Ministério da Economia
O TCU realizou auditoria financeira, em 2019, baseada nas informações registradas nas Demonstrações Contábeis do Ministério da Economia (ME) para o exercício e encontrou inconsistências nos valores da arrecadação federal e divergência das fontes oficiais:
- Relatório do Centro de Estudos Tributários e Aduaneiros (Cetad) – Análise da Arrecadação das Receitas Federais em 2019: R$ 1,54 trilhão;
- Siafi – Mainframe – R$ 1,33 trilhão;
- Tesouro Gerencial – DVP do Ministério da Fazenda – R$ 1,29 trilhão;
- e Balanço Orçamentário da RFB – Receitas Tributárias + Receitas de Contribuições: R$ 1,38 trilhão.

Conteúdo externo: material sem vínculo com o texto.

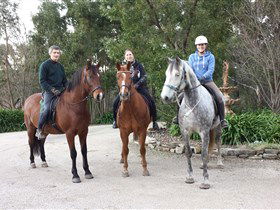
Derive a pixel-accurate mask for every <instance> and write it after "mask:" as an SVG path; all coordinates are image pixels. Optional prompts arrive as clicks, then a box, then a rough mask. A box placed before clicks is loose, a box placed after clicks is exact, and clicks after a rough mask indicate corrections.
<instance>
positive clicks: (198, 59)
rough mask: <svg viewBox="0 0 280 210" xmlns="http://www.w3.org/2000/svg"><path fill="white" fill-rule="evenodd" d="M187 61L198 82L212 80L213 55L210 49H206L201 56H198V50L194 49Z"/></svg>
mask: <svg viewBox="0 0 280 210" xmlns="http://www.w3.org/2000/svg"><path fill="white" fill-rule="evenodd" d="M188 63H189V65H190V66H191V67H192V69H193V71H194V73H195V75H196V77H197V78H198V80H199V81H200V82H202V83H206V82H210V81H213V73H214V69H215V57H214V55H213V54H212V53H211V52H210V51H206V52H205V53H204V55H203V56H199V55H198V51H196V52H195V53H193V54H191V55H190V56H189V60H188Z"/></svg>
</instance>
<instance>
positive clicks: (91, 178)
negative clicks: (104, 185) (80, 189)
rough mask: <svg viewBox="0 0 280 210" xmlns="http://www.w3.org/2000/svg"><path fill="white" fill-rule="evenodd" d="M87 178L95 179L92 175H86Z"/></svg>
mask: <svg viewBox="0 0 280 210" xmlns="http://www.w3.org/2000/svg"><path fill="white" fill-rule="evenodd" d="M85 178H86V179H93V176H92V174H85Z"/></svg>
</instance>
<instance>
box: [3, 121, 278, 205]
mask: <svg viewBox="0 0 280 210" xmlns="http://www.w3.org/2000/svg"><path fill="white" fill-rule="evenodd" d="M78 143H79V142H78V141H76V145H77V147H76V148H77V150H78V159H77V168H78V172H79V175H80V177H81V179H82V183H80V184H73V183H72V181H71V178H72V174H71V159H70V154H69V150H68V145H67V142H66V139H65V136H64V135H57V136H50V137H49V138H48V140H47V143H46V148H45V149H46V156H47V162H48V164H49V167H48V168H42V167H40V163H41V161H40V160H39V158H38V157H37V158H36V159H35V161H36V163H37V166H38V167H37V168H36V169H31V168H30V167H29V146H28V144H27V135H26V132H14V133H4V134H0V179H1V183H0V189H1V191H0V208H1V209H7V208H17V209H18V208H63V209H65V208H72V209H73V208H77V209H80V208H84V209H85V208H280V199H279V197H280V161H279V160H278V161H268V160H266V161H263V160H242V159H226V160H225V161H224V163H225V169H223V170H221V169H216V168H215V167H214V166H215V161H213V160H212V161H211V162H210V170H209V176H210V182H211V187H212V188H211V189H209V190H200V189H199V184H200V181H201V180H202V170H201V169H199V165H200V162H201V161H200V157H193V168H194V175H195V181H196V182H195V183H194V184H192V185H188V184H186V183H185V182H184V180H185V175H186V158H185V156H183V155H176V154H171V153H165V152H158V151H153V150H150V149H148V151H147V160H148V168H149V171H150V173H151V176H150V177H143V176H142V167H141V165H140V157H139V148H138V145H137V144H134V143H130V145H129V146H130V155H129V171H130V175H131V176H130V177H128V178H123V177H121V165H120V164H119V159H120V152H121V140H120V138H119V131H118V130H113V129H112V128H111V126H94V127H90V133H89V136H88V150H89V152H88V158H89V165H90V169H91V171H92V173H93V175H94V177H95V178H94V179H92V180H85V179H84V172H83V169H82V158H81V153H80V151H79V150H80V147H79V144H78Z"/></svg>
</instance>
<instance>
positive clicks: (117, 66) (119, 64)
mask: <svg viewBox="0 0 280 210" xmlns="http://www.w3.org/2000/svg"><path fill="white" fill-rule="evenodd" d="M116 67H117V69H118V71H120V70H121V64H119V63H116Z"/></svg>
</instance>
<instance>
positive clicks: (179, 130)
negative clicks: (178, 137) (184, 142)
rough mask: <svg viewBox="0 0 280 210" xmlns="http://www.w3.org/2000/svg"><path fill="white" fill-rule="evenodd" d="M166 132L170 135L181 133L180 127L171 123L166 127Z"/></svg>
mask: <svg viewBox="0 0 280 210" xmlns="http://www.w3.org/2000/svg"><path fill="white" fill-rule="evenodd" d="M168 132H169V133H170V135H171V136H180V135H181V132H180V127H179V125H177V124H172V125H171V126H170V127H169V128H168Z"/></svg>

Em 2020, o Tribunal repetiu a auditoria financeira no Ministério da Economia que verificou as seguintes falhas:
Receita Federal do Brasil
- Inconsistências na Fita 50;
- Riscos de fragilização e/ou paralisação do projeto que integra o controle dos créditos previdenciários (PUC 02 – DCTFWeb);
- Acumulação de valores sem correta identificação em virtude da sistemática do Darf Avulso
Procuradoria-Geral da Fazenda Nacional
- Não criação do GPCLAS;
- Dados de entrada para cálculo do rating de devedores desatualizados;
- Critérios excepcionais da Portaria AGU 514/2018 em desconformidade com as normas contábeis.
Evolução
O Tribunal de Contas da União destaca a evolução promovida pelo Ministério da Economia para permitir ao TCU o acesso aos dados protegidos por sigilo fiscal, necessários à execução das fiscalizações do Tribunal:
- 2018 – Portaria RFB 1.343/2018 instituiu o Protocolo de Auditabilidade.
- 2019 – Parecer 53/2019/CONSUNIAO/CGU/AGU constitui o acesso a informações protegidas por sigilo fiscal, por órgãos de controle externo e interno (TCU e CGU).
- 2020 – Assinatura do Convênio TCU/RFB estabelece regras para o compartilhamento de informações com sigilo fiscal, pela Receita Federal ao TCU. Já o Decreto 10.209/2020 trata da requisição de informações e documentos e sobre o compartilhamento de informações protegidas pelo sigilo fiscal.
- 2021 – Portaria 4/2021 atualiza o Protocolo de Auditabilidade da RFB.